I conclude, then, that the soul is not only a unit with the power ascribed to it, but that it is also an invisible, immaterial and eternal entity or being. This is but the enumeration of the attributes of a spirit or spirit-existence. I will not attempt to repeat the reasons found in every text-book of mental philosophy and moral science to show its unity. We have seen that it is not matter; yea, more, that it is not a property of matter; therefore that it is immaterial. If immaterial and possessing the power to think and reflect, and endowed with moral sensations and perceptions--the highest and best evidences of life--it is a spirit-existence. As such, what evidence have we that a spirit-existence was ever destroyed?
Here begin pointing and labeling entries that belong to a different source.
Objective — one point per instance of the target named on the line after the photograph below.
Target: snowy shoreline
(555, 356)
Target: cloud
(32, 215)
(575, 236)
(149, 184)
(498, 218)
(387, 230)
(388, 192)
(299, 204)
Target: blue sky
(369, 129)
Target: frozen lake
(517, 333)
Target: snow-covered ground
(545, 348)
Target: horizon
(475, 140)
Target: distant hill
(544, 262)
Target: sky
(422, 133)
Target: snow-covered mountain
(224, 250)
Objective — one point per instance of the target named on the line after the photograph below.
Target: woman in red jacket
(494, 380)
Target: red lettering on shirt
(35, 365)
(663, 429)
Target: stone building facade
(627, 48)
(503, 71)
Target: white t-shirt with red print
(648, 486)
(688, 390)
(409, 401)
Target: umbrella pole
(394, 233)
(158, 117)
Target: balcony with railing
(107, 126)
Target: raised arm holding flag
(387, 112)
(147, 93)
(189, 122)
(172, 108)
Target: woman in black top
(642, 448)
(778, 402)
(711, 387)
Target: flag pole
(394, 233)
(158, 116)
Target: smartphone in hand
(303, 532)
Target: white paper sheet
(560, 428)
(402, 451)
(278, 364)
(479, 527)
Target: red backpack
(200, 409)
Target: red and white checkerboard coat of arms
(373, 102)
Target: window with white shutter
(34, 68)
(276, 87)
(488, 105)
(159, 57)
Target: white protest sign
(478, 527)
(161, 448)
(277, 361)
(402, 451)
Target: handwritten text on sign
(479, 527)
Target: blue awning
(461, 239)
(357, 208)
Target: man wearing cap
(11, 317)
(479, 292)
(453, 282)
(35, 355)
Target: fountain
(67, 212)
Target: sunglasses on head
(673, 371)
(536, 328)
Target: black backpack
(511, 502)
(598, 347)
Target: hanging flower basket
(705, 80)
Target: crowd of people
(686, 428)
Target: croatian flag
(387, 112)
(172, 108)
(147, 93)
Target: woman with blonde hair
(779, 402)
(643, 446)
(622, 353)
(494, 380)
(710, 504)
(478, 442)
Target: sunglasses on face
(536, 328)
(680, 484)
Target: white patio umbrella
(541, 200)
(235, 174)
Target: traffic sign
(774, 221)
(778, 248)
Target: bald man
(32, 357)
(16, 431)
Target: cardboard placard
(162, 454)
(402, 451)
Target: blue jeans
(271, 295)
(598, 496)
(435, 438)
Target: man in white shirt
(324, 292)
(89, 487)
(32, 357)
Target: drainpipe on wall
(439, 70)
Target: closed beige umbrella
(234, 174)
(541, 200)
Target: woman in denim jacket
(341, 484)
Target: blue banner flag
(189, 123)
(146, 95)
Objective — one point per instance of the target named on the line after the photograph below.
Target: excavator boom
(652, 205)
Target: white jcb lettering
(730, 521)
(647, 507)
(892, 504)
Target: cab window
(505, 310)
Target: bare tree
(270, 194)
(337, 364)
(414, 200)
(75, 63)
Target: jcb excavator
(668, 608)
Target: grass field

That it exists in manifest. Existing with no evidence of its destruction or of its destructibility, we ought to believe in its immortality; hence, I conclude, if a man die, he will live again.
I have had a controversy on religious subjects but once in my life. I have always desired to avoid such controversies. Fixed religious opinions in the minds of others, especially of the old, I regard as sacred. To create a doubt, is to loosen them from their moral and religious moorings and to set them hopelessly adrift.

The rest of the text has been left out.